On Friday evening, Bianca Howell ’21 looked out at a crowd of about 120 people and took a deep breath.

“You are part of a journey that started before: Before your first baby steps, before your mother’s. Before, you were a dream,” she began.

Howell, a new tap of Word, Yale’s oldest spoken word group, and a staffer at the Women’s Center, was one of several performers at the Yale Women’s Leadership Institute’s fifth annual Leading Ladies Gala. Apart from student performances, including musical renditions by Whim ’n Rhythm, the evening’s proceedings featured a keynote address by Andrea Stanley, senior editor of Seventeen magazine.

The Yale Women’s Leadership Initiative hosted the first Leading Ladies Gala in 2012 to create a space to celebrate female leadership on campus, according to Adrianne Owings ’20, event coordinator for this year’s Gala.

“We have people on campus nominate people who identify as female who are leaders in their respective fields: professors, students, everyone on campus,” Owings explained.

She added that the event is particularly special because it does not involve an external organization recognizing leadership but rather a community honoring the leaders they interact with every day.

Both Owings and Chelsea Guo ’18, president of the Yale Women’s Leadership Initiative, also noted that although many of the women nominated were extremely accomplished academically and professionally, their anonymous nominations most frequently characterized them as “kind,” “generous” and “caring,” highlighting their role as community-builders.

Owings said inviting Stanley to be the gala’s keynote speaker was an easy decision.

“I heard [Stanley] speak two years ago when I was a senior in high school working on a United Nations Foundation campaign,” she said. “I remember her being a very empowering speaker.
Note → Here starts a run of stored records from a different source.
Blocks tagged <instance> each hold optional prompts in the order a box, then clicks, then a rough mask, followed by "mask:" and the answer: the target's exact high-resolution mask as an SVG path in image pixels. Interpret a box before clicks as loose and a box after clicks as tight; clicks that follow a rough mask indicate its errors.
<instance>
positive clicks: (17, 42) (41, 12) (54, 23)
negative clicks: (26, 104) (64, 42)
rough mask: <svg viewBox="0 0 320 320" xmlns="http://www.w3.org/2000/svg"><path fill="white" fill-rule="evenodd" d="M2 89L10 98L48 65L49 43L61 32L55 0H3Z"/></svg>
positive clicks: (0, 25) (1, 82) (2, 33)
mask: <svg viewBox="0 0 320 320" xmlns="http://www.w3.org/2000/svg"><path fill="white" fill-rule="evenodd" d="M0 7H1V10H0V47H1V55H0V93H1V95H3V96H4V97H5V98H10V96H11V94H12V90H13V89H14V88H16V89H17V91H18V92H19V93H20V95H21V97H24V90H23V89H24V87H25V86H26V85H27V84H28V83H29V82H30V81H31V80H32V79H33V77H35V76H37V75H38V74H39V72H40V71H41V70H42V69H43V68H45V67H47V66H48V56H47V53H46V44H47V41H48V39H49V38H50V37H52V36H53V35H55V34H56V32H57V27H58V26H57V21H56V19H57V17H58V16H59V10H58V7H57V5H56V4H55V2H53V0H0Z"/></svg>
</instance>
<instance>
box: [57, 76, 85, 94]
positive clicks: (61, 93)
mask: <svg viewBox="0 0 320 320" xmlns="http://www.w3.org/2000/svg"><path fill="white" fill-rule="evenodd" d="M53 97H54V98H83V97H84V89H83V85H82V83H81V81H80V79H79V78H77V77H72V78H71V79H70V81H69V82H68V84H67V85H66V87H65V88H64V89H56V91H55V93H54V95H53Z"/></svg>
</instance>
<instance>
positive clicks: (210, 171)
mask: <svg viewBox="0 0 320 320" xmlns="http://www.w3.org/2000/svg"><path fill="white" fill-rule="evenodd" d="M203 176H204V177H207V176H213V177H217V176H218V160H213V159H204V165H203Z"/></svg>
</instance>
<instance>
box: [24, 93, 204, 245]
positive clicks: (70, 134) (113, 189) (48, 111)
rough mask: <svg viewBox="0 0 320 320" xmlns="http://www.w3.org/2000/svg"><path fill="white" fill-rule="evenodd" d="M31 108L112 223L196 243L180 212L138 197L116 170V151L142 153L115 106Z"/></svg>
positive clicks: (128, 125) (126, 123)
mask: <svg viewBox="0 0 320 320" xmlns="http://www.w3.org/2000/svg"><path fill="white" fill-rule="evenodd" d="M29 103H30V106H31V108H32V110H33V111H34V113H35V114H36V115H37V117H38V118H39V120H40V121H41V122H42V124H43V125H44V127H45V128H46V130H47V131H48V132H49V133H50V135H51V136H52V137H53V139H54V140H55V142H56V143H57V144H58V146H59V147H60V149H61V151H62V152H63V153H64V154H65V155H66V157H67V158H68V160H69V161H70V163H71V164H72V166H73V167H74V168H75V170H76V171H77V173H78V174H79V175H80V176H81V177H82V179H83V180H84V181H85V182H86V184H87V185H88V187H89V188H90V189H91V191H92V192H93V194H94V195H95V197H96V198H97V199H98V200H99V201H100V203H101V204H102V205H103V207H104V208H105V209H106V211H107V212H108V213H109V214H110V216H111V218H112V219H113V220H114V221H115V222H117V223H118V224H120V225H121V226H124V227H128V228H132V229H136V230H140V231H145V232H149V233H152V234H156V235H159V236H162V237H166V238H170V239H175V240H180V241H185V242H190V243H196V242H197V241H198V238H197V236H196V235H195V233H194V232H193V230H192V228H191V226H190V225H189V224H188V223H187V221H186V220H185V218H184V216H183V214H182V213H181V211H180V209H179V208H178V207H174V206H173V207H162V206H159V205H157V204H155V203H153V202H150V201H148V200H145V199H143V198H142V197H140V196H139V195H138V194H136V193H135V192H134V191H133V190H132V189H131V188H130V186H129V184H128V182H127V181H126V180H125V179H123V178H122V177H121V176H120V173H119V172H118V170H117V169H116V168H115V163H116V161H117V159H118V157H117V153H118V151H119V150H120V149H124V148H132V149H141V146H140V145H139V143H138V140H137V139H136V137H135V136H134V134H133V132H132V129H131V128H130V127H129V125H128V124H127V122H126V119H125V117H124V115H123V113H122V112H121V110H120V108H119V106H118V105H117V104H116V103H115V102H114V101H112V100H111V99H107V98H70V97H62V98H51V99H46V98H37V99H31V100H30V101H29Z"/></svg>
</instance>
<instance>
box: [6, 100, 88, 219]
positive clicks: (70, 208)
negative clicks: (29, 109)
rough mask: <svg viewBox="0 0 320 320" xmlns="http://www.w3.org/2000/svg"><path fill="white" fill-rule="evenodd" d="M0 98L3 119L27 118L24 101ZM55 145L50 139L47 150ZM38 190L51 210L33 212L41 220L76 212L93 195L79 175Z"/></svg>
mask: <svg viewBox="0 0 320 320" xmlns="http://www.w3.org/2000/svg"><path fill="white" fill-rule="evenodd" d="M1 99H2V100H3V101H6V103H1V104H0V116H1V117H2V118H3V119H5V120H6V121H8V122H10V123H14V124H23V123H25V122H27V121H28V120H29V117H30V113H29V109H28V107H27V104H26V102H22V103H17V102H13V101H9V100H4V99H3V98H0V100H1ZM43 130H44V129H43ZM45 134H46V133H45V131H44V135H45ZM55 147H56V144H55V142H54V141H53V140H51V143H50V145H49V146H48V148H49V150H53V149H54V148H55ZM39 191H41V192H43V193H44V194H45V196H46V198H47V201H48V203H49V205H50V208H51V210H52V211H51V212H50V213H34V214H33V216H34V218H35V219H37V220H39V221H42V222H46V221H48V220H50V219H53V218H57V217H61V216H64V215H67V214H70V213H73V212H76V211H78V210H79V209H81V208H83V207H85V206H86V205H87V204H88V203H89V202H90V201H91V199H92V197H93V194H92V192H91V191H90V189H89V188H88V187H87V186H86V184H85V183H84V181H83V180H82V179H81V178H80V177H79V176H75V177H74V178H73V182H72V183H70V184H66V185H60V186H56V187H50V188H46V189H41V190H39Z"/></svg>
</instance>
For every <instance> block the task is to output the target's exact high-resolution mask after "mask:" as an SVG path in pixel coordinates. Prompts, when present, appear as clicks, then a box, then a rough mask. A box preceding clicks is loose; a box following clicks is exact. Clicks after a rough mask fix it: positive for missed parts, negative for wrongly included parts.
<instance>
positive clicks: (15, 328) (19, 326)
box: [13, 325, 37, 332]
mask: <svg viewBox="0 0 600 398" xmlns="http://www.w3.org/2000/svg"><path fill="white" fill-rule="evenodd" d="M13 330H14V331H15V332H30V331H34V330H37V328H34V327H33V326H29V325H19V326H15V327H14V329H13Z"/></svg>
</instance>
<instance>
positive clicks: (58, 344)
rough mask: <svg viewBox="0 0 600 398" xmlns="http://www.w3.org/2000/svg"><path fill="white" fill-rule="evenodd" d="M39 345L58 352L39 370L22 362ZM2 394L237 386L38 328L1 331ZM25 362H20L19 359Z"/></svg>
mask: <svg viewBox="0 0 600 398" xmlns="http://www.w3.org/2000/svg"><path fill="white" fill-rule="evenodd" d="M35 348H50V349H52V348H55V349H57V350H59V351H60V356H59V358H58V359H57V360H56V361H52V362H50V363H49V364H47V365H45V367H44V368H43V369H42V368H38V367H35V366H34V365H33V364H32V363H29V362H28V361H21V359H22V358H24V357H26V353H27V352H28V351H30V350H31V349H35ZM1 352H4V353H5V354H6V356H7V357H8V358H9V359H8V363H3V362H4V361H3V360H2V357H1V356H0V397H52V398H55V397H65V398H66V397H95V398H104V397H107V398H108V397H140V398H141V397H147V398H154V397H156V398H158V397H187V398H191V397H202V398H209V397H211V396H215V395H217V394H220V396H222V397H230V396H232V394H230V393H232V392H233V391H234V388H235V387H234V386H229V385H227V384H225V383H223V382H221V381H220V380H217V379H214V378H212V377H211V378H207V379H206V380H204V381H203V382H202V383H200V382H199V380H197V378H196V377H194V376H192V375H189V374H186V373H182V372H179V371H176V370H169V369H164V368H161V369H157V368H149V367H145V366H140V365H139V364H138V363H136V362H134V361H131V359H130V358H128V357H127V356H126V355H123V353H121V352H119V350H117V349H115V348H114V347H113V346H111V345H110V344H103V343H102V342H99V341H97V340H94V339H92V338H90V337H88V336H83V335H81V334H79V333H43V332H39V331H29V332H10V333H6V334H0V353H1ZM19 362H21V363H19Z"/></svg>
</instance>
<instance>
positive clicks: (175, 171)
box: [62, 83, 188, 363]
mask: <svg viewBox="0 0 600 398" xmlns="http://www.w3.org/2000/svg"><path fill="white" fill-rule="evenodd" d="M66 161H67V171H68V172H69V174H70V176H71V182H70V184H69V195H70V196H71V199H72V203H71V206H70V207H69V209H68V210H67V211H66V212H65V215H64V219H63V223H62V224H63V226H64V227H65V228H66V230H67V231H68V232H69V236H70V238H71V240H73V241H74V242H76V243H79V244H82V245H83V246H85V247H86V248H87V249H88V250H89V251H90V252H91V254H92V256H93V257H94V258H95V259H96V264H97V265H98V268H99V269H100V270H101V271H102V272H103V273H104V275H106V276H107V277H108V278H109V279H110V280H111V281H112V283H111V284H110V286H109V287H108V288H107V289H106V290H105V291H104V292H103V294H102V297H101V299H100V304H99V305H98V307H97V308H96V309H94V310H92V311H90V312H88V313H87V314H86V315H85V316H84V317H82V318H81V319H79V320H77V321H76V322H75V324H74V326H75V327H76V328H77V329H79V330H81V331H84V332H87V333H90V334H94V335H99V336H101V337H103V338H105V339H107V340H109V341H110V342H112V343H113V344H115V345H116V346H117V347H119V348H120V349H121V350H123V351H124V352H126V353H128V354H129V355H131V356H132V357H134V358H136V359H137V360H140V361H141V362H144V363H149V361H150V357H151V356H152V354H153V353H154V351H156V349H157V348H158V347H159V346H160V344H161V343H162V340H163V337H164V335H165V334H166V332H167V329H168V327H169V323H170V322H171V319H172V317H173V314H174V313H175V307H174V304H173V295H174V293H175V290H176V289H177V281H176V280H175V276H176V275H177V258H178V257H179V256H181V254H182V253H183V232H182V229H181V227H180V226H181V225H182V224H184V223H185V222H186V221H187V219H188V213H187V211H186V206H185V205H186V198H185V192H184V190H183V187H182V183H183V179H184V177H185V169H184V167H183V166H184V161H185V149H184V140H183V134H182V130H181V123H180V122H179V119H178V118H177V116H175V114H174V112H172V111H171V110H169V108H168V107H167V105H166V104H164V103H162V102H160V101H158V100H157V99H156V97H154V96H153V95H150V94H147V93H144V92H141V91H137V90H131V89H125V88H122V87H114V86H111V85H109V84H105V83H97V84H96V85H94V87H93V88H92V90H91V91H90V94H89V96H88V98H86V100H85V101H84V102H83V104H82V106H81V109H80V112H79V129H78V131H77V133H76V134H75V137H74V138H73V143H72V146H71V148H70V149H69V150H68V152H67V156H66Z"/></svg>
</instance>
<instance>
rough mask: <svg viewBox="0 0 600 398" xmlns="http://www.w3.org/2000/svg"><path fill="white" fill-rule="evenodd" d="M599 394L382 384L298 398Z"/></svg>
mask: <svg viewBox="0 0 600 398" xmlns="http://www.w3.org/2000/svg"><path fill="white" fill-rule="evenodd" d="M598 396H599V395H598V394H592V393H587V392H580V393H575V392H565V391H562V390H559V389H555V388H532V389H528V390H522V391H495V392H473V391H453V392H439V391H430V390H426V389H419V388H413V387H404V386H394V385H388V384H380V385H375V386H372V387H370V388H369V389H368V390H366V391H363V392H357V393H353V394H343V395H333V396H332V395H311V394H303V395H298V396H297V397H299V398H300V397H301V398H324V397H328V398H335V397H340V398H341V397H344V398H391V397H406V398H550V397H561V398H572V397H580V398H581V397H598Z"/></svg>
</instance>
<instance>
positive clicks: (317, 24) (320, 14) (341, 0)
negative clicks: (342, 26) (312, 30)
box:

She was one of the first people I asked.”

Peppered with anecdotes, Stanley’s keynote address began on a lighthearted note as she asked the crowd if they could “talk about shoes for a minute?”

After detailing her childhood attempt to start a local newspaper on composition lined paper and her first job writing obituaries and “piecing together the stories of the dead” in a dim newsroom after hours, Stanley described a career-defining moment that took place as she was chasing a breaking news story.

“I can’t remember what [the photographer] was wearing; I can’t even remember what he looked like, because his appearance was of no importance to me. But what is burnt in the memory of my mind is that I had on a pair of heels,” she reminisced. “And that part I can be sure of, because when I hopped into his car, he said, ‘You’re not going to wear those shoes, are you? No one is going to take you very seriously looking like that.’”

Stanley recounted feeling “underestimated” and “undervalued,” adding that that event changed the way she allowed others in the newsroom to treat her.

Today, Stanley said, the most important part of her job is using her writing to advocate for young women through her writing and by guiding them through similar situations.

As Stanley ended her speech, she stressed that it is important to do the work required to further women’s empowerment now rather than wait for the future.

“The future isn’t female because our time as women is now. We don’t need to wait to be great. We can fight and still be fierce. So stand in that discomfort and then stand a little taller,” she said. “The future is here. Our time is now and don’t let anyone tell you otherwise.”

The event also featured a speech by one of the nominated leading ladies, Alejandra Padín-Dujon ’18, a human rights fellow and former director’s fellow at the Institution for Social and Policy Studies. Padín-Dujon emphasized the importance of intersectional feminism and recognizing the personal nuances of womanhood for every individual who identifies as a woman.

Howell, who performed a poem that explored the nexus of race and womanhood, agreed. She noted that it was “somewhat nerve-wracking” to perform at the Gala.

“I worried that my poem, while authentic to myself and many of the women who inspire me, might not resonate with the general audience,” she said. “However, I wanted to express that although I am proud of my womanhood, I am also unsure of what it means especially in relation to and inseparable from my blackness.”

Guo, the president of the leadership initiative, said she was happy to see so many people congregate on one night and recognize that women’s issues affect everyone and should be appreciated and supported more.

At this year’s gala, over 130 Yale-affiliated women were nominated as leading ladies.